Fracassada a tarefa de falar com a hóspede nova, empenhei-me com outra nova hóspede na casa dos 60, 70 – a doença nunca deixa saber ao certo. Achava que ela pudesse querer conversar, quem sabe alguém para ouvir. Ela chorava, falava, chorava. A esta altura, a missão acadêmica que me levara ao hospice tinha sido guardada no mesmo lugar da insignificância dos meus projetos perante os últimos minutos, horas ou dias daqueles que já não podem mais ter projetos. Eu queria apenas oferecer a minha humanidade a quem tinha perdido grande parte dela.

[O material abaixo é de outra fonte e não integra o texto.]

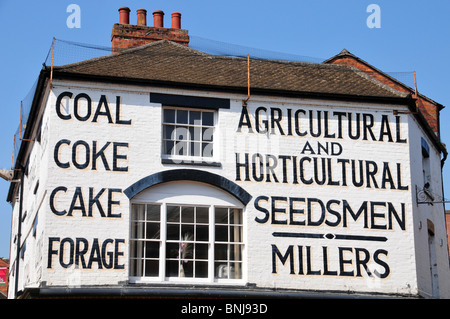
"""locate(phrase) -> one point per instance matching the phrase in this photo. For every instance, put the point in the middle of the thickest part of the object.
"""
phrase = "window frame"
(188, 158)
(211, 278)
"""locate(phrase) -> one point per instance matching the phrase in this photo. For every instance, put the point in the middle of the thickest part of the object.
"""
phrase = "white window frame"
(155, 198)
(187, 158)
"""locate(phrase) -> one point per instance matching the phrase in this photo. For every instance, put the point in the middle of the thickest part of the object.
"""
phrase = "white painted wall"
(403, 257)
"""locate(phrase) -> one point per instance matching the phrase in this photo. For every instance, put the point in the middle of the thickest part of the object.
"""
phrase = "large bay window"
(173, 242)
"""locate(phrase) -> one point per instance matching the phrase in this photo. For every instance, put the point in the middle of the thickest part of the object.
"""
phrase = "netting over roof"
(67, 52)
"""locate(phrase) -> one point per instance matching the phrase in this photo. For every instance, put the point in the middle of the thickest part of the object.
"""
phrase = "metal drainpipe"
(19, 230)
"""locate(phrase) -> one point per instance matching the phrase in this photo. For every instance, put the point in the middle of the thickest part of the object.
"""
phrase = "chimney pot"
(158, 19)
(176, 20)
(124, 15)
(141, 17)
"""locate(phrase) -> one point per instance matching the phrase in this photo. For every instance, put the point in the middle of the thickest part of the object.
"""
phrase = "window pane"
(152, 249)
(236, 216)
(152, 231)
(196, 149)
(195, 118)
(182, 133)
(187, 232)
(237, 266)
(201, 269)
(153, 212)
(202, 215)
(173, 231)
(224, 270)
(222, 233)
(235, 234)
(220, 252)
(137, 230)
(136, 267)
(172, 268)
(169, 116)
(207, 150)
(221, 215)
(168, 147)
(169, 132)
(208, 118)
(182, 116)
(202, 233)
(201, 251)
(187, 269)
(137, 249)
(172, 250)
(235, 252)
(138, 212)
(173, 214)
(207, 134)
(180, 148)
(187, 215)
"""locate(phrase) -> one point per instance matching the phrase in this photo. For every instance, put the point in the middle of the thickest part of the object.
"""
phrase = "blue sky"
(414, 36)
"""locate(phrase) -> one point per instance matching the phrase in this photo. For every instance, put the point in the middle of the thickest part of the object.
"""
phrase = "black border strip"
(329, 236)
(189, 175)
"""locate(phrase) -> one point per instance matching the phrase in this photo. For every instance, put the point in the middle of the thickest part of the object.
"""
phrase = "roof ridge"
(130, 51)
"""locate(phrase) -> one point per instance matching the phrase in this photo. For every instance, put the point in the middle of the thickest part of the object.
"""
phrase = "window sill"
(189, 162)
(204, 282)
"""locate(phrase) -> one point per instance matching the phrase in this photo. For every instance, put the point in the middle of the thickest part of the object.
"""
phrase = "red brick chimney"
(126, 36)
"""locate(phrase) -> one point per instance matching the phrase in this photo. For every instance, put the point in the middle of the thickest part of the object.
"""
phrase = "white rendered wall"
(387, 245)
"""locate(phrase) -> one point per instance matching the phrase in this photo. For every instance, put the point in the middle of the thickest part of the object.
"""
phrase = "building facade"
(151, 172)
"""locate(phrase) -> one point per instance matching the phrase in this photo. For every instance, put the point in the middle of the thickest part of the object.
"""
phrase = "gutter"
(198, 292)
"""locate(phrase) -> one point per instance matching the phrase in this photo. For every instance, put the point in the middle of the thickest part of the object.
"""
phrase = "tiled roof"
(171, 63)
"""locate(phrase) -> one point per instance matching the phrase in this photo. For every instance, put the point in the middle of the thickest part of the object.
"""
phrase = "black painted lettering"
(262, 209)
(59, 105)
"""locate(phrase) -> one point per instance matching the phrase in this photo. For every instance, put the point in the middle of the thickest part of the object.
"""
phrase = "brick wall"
(126, 36)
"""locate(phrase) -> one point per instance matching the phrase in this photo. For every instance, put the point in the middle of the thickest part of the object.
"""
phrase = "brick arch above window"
(189, 175)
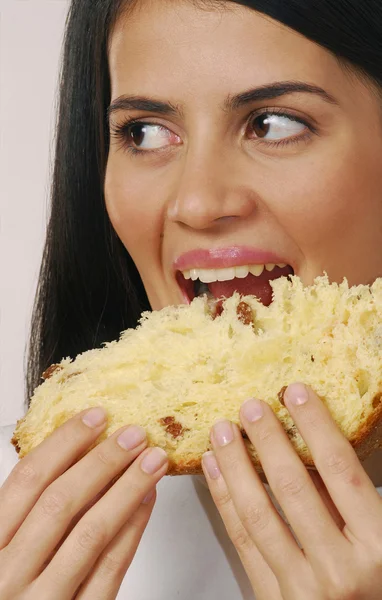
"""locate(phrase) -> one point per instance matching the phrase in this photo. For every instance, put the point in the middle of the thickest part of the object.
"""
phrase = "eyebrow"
(275, 90)
(232, 103)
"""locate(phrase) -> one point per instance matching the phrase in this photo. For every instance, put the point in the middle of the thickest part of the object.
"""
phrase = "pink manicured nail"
(149, 497)
(223, 432)
(211, 465)
(252, 410)
(132, 437)
(296, 394)
(153, 461)
(94, 417)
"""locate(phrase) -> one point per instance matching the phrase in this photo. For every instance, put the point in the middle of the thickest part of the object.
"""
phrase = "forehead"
(174, 47)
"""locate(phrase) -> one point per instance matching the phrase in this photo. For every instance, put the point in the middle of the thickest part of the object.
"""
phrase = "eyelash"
(121, 131)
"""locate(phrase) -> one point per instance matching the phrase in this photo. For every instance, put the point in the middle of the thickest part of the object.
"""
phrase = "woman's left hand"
(339, 530)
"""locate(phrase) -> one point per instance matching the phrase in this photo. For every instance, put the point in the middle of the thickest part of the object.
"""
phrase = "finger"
(290, 483)
(49, 519)
(348, 484)
(262, 578)
(107, 575)
(252, 503)
(32, 474)
(77, 556)
(321, 488)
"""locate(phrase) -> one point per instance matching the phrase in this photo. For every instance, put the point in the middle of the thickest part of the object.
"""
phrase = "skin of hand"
(335, 514)
(68, 528)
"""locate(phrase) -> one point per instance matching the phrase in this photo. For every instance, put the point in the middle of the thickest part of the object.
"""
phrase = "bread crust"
(367, 440)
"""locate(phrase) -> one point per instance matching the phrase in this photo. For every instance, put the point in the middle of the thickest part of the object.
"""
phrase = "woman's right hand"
(66, 530)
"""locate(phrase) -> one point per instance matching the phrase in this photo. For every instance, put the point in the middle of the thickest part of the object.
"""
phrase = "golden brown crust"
(369, 437)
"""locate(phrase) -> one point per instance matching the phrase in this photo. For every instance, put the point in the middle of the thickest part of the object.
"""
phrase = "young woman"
(202, 135)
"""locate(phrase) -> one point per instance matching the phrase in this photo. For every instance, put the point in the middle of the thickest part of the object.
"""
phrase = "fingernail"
(132, 437)
(296, 394)
(252, 410)
(211, 465)
(94, 417)
(223, 432)
(153, 461)
(149, 497)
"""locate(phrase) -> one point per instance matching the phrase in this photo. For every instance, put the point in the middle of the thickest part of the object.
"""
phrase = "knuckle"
(105, 456)
(223, 500)
(290, 484)
(24, 474)
(337, 463)
(255, 517)
(55, 503)
(231, 460)
(91, 536)
(265, 434)
(342, 591)
(240, 538)
(111, 567)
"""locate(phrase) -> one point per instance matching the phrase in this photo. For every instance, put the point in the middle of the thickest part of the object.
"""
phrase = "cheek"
(334, 199)
(133, 211)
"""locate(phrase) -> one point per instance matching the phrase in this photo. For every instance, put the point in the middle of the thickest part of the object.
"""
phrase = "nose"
(208, 191)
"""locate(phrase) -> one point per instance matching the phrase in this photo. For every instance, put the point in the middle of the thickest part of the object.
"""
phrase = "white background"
(30, 44)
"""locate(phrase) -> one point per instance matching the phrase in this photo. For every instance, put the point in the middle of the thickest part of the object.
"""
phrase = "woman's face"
(228, 167)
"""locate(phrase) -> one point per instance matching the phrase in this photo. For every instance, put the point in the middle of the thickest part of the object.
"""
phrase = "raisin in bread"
(185, 367)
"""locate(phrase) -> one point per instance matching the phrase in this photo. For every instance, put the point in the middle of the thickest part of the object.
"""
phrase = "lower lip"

"Estou aqui neste lugar, hospiz", ouvi enquanto saía do quarto para deixar a senhora conversar ao telefone com o amigo que pretendia visitá-la. Sentei na poltrona da reflexão, lendo mensagens de carinho aos hóspedes anteriores. Todos agradeciam pela vida vivida e eu voltei a pensar na dignidade. Nenhum lamento de que foi pouco demais, cedo demais. Estes certamente estão nas páginas vazias.

Entravam e saíam parentes. A partir deles, ia conhecendo um pouco mais daqueles pacientes terminais que aceitaram. Esperava familiares abatidos, que deixassem aqueles quartos com lágrimas nos olhos e desesperança.

"Você volta amanhã?", escutei algumas vezes. Não, não volto. Mas estou torcendo para você voltar. Amanhã. E depois de amanhã. E depois de depois de amanhã. E no mês que vem também.

Chegaram os visitantes que haviam telefonado. Fui para outro quarto, o mais bonito de todos, embora todos fossem enormes e agradáveis. Uma paciente entre a mais nova e a mais velha, com o marido e a filha. A generosidade deles com a minha presença preenchia o quarto. Eu não sabia direito o que falar. O que se fala perto de alguém que nunca mais vai dar uma volta no parque? Que talvez assista o programa de hoje na televisão, mas provavelmente não assiste o episódio da semana que vem? O que se fala para alguém que não tem o que nós comumente chamamos de futuro?

Mas eles sabiam. Eles demonstravam interesse genuíno no meu papel ali, mesmo que eu já o sentisse como nenhum. Eu me perguntava onde estava com a cabeça para achar que minha busca por conhecimento sobre vida e morte tinha alguma relevância perto de vida e morte em si. Eu pensava em sair e entrar de novo, sem qualquer pergunta por fazer e carregando apenas afeto.

Não houve esposos, filhos ou amigos com ar de desesperança. Não houve revolta, nem raiva. Houve toda a dignidade que eu imaginei oferecer, de volta para mim.

Não sei ainda qual papel a minha visita desempenhará na minha tese; não estudei as formalidades para inseri-la, não fiz nenhuma entrevista, não perguntei cuidadosamente questões elaboradas. Talvez, oficialmente, ela não possa virar parte da minha metodologia de pesquisa. Mas a experiência estará em cada linha do que eu escrever.

A ideia de ir ao hospice era humanizar o meu trabalho. Por ora, encontrei um significado para a dignidade que eu procurava: esvaziar a mente para preencher o coração.